I also understood the title to mean writing an assembler rather than writing assembly language code, and I've never heard anyone refer to writing assembly as writing assembler (or heard anyone who writes assembly referred to as an "assembly code maker", nor anyone who writes in any language referred to as an "<language> code maker").

I could imagine such phrasing being done by non-native English speakers, of which I'm have no doubt that there are a significant number.

My (unresearched) guess is that this is simply different dialects of speakers emerging with respect to informal references over the decades.

  • kwertyoowiyop 9 days ago

    Using “assembler” instead of “assembly” was common enough back in the day that there was no confusion. There were 100x more people writing “assembler” than writing actual “assemblers” so you know, the odds were good.

  • wtetzner 9 days ago

    It seems to be pretty common even among native English speakers to use "writing assembler" and "writing assembly" interchangeably. If one were writing the tool that assembles to machine code, you'd say "writing an assembler".
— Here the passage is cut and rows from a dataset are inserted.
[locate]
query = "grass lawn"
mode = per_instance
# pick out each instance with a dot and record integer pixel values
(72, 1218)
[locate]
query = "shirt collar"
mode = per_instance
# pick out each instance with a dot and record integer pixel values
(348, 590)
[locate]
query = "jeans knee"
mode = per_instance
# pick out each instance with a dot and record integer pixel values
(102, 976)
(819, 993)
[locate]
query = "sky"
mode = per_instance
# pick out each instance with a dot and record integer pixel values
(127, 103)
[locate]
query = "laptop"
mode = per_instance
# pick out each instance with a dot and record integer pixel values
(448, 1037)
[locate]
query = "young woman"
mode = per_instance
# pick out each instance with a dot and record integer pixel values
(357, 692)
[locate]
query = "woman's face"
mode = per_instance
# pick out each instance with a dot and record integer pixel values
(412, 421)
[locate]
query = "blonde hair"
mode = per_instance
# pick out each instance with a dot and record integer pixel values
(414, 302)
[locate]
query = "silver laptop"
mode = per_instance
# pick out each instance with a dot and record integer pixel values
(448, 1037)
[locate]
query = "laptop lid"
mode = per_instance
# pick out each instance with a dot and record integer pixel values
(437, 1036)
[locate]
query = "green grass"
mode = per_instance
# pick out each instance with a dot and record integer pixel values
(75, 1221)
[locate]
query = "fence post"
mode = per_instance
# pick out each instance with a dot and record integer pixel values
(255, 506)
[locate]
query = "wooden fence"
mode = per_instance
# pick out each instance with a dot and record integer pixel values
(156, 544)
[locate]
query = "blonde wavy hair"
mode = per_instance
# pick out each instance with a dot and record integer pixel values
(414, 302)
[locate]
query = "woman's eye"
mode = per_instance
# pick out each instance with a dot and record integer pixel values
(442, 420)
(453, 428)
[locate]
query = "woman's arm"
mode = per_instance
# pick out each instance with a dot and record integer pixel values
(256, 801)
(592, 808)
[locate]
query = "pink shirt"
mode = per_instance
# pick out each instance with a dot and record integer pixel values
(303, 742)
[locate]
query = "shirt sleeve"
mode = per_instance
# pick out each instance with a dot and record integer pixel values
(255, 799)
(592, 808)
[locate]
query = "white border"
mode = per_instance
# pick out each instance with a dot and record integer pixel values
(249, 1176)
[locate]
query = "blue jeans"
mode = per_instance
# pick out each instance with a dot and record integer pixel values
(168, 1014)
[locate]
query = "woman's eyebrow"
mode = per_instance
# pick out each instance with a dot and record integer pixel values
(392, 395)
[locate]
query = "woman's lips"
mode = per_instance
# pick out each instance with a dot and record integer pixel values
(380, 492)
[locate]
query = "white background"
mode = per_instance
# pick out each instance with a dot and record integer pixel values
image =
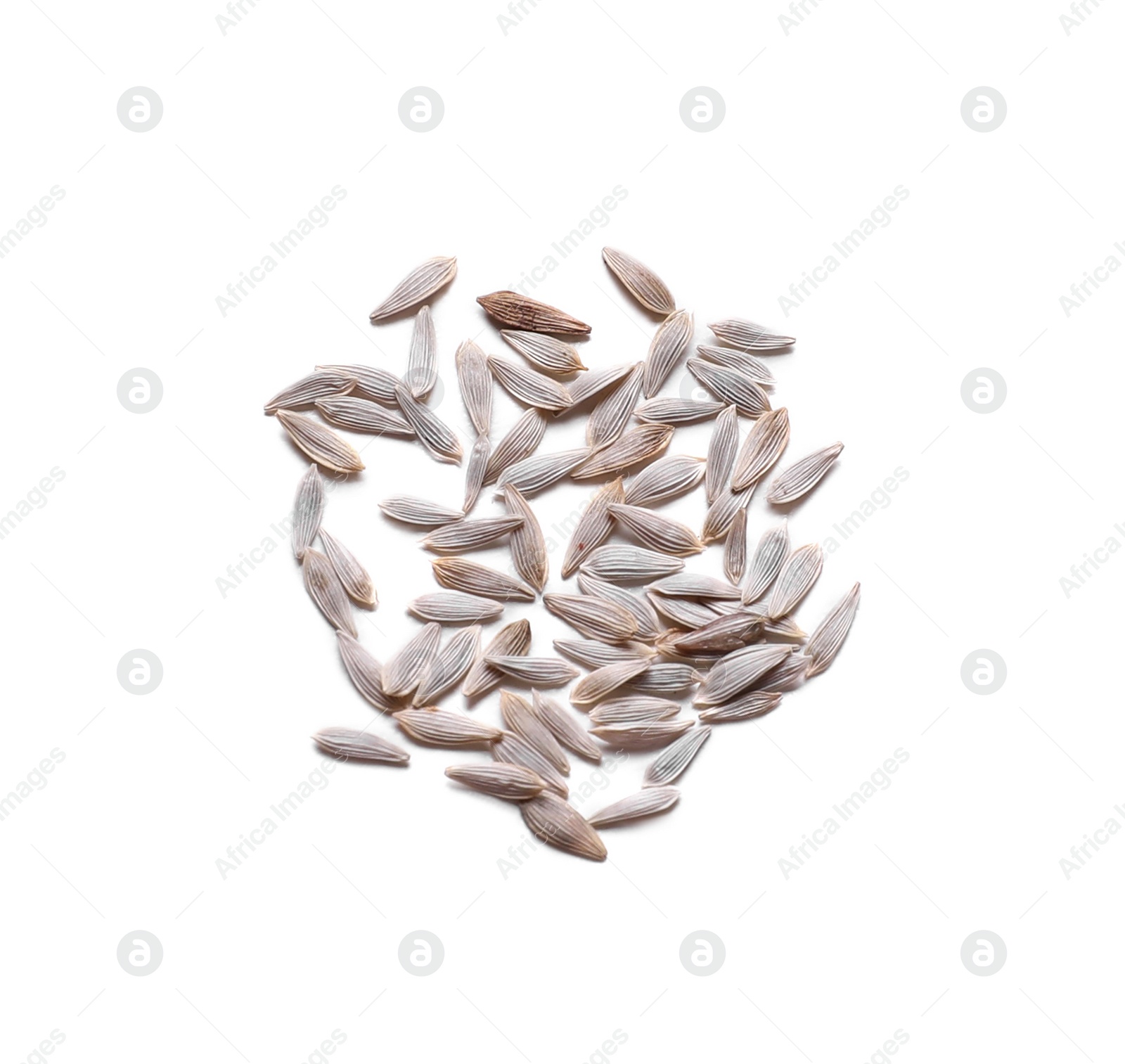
(540, 124)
    • PittleyDunkin 9 days ago

      Normally I'd agree (as a native english speaker with about twenty years of writing assembly under my belt), but the title tripped me up, too. I figured they forgot an "an" or an "s" at the end of "assembler" and i was surprised to find that no 6502 assembler was produced. It could be because I've written three different assemblers over the last two years, though, so it could be i was just projecting my own interests.

      Still, I don't really care what it's called.

      • wtetzner 9 days ago

        I actually prefer "writing assembly", and also think "writing assembler" is a bit confusing. But it feels like I'm several decades too late to complain about it ;)

  • snozolli 9 days ago

    I've never heard anyone refer to writing assembly as writing assembler

    I used 'assembler' back in high school, when I was learning about the 80x86. I remember because I was 'corrected' by fellow student who had never touched assembler, assembly language, machine code mnemonics, or whatever you want to call it.

    I have no idea where I got the terminology, but I was reading a lot of books and Usenet posts on the subject at the time. I'm a native English speaker, for what it's worth.

    • ndiddy 9 days ago

      > I used 'assembler' back in high school, when I was learning about the 80x86. I remember because I was 'corrected' by fellow student who had never touched assembler, assembly language, machine code mnemonics, or whatever you want to call it.

      Wow, you got the Hacker News experience 30 years in advance!